Devolin noted there is mounting pressure for municipalities to be able to find people qualified for highly specialized jobs. “I’m not sure going forward that we can continue to fill those positions. I think we’re going to hit a wall.”


Devolin said the same of asset management the long list of equipment the province mandates that municipalities must replace on a regular basis. “I think on that side we’re going to run into a wall too . . . I think these are two big structural things that are not going to allow us to stay where we’re at.”

Devolin also said the process in his mind was not necessarily about cost savings.


“My interest is value and functionality” he said making a vehicular analogy. “There’s not many of us that would walk on the lot and buy the cheapest car because it fails our values test.”


Moffatt reiterated that an amalgamation would not be the straight-forward process some people think it would be.


“If anyone thinks the county’s going to amalgamate and have just one staff structure and one CAO . . . they’re not living in the real world” she said.


Moffatt who’s talked about a made-in-Haliburton-County solution that would not necessarily be a single-tier amalgamation said ideally she’d like to see a process where two or three model options could be presented to the public.


“I can’t figure out how to get us there” she said. “It has to be through a third-party.”


Most councillors seemed to express an interest in hiring a third-party expert for further work with Highlands East Mayor Dave Burton and Minden Hills Deputy Mayor Lisa Schell not present for the conversation.


“This is a discussion we’re going to have for the balance of this term” Devolin said.


Rutter told councillors that the CAOs could work on prioritizing the list but that he thought it would be helpful if council chose a governance model first.


“I wouldn’t want to invest much in this list until you’ve had that conversation” he said adding that the four lower-tier councils would also need to be consulted as part of any review. “It’s not just a county council discussion at all.”

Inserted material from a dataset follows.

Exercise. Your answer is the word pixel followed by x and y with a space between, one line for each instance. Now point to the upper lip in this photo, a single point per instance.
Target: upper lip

“I think it fundamentally starts there and I think the sooner you answer that question the better” Rutter said adding that having a government that appears to be in flux could affect staff attraction and retention.


Rutter said any review would also need to involve public meetings and community consultation.

“I also have concerns about going out and asking the public what they want” said Danielsen adding she didn’t think many residents understood the true intricacies of amalgamation. “A lot of them really don’t have the right information to start with.”


As he has before Devolin re-iterated that if the county does not do some restructuring on its own he fears that restructuring could be mandated upon it by the province.


“My worst fear is that somebody external will impose a new construct on us and it will be the worst thing it could be” he said.


Devolin also noted that many councillors have connections to municipal staff throughout the county.

“They’re our friends neighbours and family” he said.


Ultimately council requested another report come back from Rutter one which will look at prioritization of the collaboration items and the creation of a process should council decide to undertake the services of a third-party expert.